2111. Minimum Operations to Make the Array K-Increasing

You are given a 0-indexed array arr consisting of n positive integers, and a positive integer k.

The array arr is called K-increasing if arr[i-k] <= arr[i] holds for every index i, where k <= i <= n-1.

• For example, arr = [4, 1, 5, 2, 6, 2] is K-increasing for k = 2 because:

  • arr[0] <= arr[2] (4 <= 5)
  • arr[1] <= arr[3] (1 <= 2)
  • arr[2] <= arr[4] (5 <= 6)
  • arr[3] <= arr[5] (2 <= 2)

• However, the same arr is not K-increasing for k = 1 (because arr[0] > arr[1]) or k = 3 (because arr[0] > arr[3]).

In one operation, you can choose an index i and change arr[i] into any positive integer.
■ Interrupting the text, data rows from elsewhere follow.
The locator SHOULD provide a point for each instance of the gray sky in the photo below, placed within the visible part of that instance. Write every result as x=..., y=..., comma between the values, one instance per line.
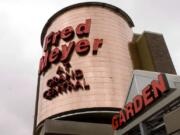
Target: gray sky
x=20, y=28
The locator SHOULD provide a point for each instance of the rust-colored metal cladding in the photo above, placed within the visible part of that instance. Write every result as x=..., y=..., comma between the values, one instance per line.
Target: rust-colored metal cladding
x=86, y=62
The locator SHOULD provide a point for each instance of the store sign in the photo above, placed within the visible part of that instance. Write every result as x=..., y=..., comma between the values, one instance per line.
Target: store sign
x=54, y=55
x=66, y=79
x=150, y=94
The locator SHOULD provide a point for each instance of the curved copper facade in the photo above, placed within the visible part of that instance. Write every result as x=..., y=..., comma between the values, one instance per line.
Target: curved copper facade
x=108, y=73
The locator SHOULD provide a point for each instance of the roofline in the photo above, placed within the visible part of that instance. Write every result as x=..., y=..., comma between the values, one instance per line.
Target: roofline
x=100, y=4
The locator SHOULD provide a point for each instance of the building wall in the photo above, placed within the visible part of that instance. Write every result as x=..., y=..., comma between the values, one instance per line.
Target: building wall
x=108, y=73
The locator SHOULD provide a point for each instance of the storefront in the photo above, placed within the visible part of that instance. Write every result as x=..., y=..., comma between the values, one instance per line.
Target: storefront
x=90, y=55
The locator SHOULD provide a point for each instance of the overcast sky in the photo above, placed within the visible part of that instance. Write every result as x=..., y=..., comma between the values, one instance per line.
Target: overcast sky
x=21, y=22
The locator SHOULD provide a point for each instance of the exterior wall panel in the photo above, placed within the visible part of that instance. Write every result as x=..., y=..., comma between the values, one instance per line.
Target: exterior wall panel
x=108, y=73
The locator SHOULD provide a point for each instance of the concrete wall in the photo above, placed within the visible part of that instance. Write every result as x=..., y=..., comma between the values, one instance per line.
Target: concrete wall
x=108, y=73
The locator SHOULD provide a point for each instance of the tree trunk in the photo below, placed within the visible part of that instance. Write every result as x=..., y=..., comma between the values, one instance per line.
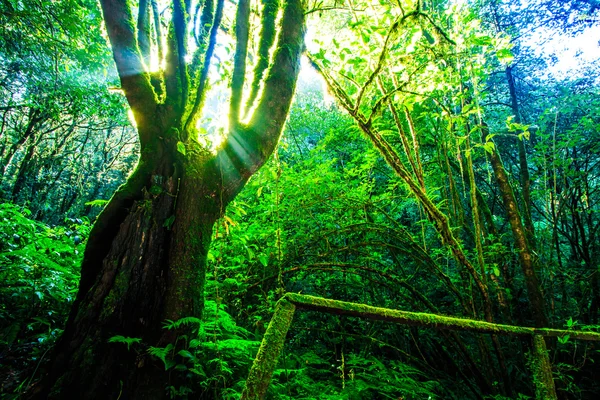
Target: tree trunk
x=145, y=259
x=526, y=257
x=150, y=271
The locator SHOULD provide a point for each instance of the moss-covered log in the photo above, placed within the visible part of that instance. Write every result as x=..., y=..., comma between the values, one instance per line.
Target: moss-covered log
x=542, y=370
x=266, y=359
x=268, y=353
x=426, y=320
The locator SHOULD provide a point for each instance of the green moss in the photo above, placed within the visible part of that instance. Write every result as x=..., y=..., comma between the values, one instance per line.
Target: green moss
x=268, y=353
x=542, y=370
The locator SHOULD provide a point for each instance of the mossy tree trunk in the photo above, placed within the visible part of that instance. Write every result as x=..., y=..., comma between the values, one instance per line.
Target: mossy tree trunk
x=522, y=246
x=146, y=255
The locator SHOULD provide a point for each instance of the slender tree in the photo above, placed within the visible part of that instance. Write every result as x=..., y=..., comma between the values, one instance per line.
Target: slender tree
x=145, y=259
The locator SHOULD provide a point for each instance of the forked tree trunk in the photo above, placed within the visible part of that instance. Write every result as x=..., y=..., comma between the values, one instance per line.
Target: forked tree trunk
x=152, y=272
x=145, y=260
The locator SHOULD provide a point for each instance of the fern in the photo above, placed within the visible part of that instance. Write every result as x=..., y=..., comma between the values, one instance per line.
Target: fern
x=123, y=339
x=169, y=324
x=162, y=353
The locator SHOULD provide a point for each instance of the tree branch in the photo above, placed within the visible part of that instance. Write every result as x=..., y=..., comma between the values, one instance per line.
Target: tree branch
x=135, y=81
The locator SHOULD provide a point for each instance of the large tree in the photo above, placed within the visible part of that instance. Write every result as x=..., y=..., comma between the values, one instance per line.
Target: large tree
x=145, y=258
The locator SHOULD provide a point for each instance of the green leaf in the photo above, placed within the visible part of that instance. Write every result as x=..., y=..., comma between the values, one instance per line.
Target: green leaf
x=428, y=36
x=489, y=147
x=505, y=56
x=264, y=260
x=482, y=41
x=181, y=148
x=96, y=203
x=123, y=339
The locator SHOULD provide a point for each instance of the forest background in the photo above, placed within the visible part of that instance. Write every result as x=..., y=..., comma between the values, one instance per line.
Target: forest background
x=433, y=160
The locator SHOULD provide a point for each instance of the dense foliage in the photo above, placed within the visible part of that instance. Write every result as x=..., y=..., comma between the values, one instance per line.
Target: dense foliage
x=442, y=170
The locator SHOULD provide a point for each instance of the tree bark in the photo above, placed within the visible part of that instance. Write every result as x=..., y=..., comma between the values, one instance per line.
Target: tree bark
x=145, y=258
x=526, y=258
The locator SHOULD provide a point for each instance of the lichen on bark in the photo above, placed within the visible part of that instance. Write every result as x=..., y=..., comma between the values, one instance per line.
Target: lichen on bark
x=268, y=353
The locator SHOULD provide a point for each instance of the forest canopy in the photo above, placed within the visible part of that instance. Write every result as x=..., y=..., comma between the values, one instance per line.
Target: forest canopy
x=176, y=174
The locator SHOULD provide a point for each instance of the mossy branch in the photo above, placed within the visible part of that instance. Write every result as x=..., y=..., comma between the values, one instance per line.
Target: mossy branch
x=267, y=38
x=248, y=147
x=242, y=29
x=426, y=320
x=201, y=87
x=135, y=81
x=268, y=353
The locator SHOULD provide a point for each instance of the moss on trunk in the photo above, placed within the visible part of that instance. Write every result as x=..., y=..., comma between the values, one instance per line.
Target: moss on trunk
x=268, y=353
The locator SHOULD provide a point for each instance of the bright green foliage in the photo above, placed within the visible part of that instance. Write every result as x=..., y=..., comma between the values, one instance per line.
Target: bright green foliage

Return the minimum number of operations required to make the array K-increasing for the given k.

class Solution {
    vector<int> LIS;
    int lis(vector<int>& arr, int i, int& k) {
        LIS.clear();
        for(;i < arr.size(); i += k) {
            if(LIS.empty() or LIS.back() <= arr[i])
                LIS.push_back(arr[i]);
            else
                *upper_bound(LIS.begin(), LIS.end(), arr[i]) = arr[i];
        }
        
        return LIS.size();
    }
public:
    int kIncreasing(vector<int>& arr, int k) {
        int sum = 0, n = arr.size();
        for(int st = 0; st < k; st++) {
            sum += lis(arr,st,k);
        }
        return n - sum;
    }
};